August 26th-27th.—Battle of Dresden.—Napoleon marches a hundred miles in seventy hours to the rescue. With less than 100,000 men he defeats the Allied Army of 180,000 under Schwartzenberg, Wittgenstein, and Kleist. Austrians lose 20,000 prisoners and 60 guns. Moreau is mortally wounded (dies September 1st). Combat of the Katzbach, in Silesia. Blucher defeats Macdonald with heavy loss, who loses 10,000 to 12,000 men in his retreat.
August 30th. —Combat of Kulm. Vandamme enveloped in Bohemia, and surrenders with 12,000 men.
August 31st. —Combat of Irun. Soult attacks Wellington to save San Sebastian, but is repulsed. Graham storms San Sebastian.
September 6th. —Combat of Dennewitz (near Berlin). Ney routed by Bulow and Bernadotte; loses his artillery, baggage, and 12,000 men.
September 10th —Americans capture the English flotilla on Lake Erie.
September 12th. —Combat of Villafranca (near Barcelona). Suchet defeats English General Bentinck.
October 7th. —Wellington crosses the Bidassoa into France. "It is on the frontier of France itself that ends the enterprise of Napoleon on Spain.
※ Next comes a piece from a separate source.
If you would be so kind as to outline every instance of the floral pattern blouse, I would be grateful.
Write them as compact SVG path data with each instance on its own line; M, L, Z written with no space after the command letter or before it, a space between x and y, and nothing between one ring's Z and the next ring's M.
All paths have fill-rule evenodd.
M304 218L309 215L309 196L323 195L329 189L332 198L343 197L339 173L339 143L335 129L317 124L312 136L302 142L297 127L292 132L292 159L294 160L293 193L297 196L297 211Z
The Spaniards have given the first conception of a people's war versus a war of professionals. For it would be a mistake to think that the battles of Salamanca (July 22nd, 1812) and Vittoria (June 21st, 1813) forced the French to abandon the Peninsula.... It was the daily losses, the destruction of man by man, the drops of French blood falling one by one, which in five years aggregated a death-roll of 150,000 men. As to the English, they appeared in this war only as they do in every world-crisis, to gather, in the midst of general desolation, the fruits of their policy, and to consolidate their plans of maritime despotism, of exclusive commerce" (Montgaillard).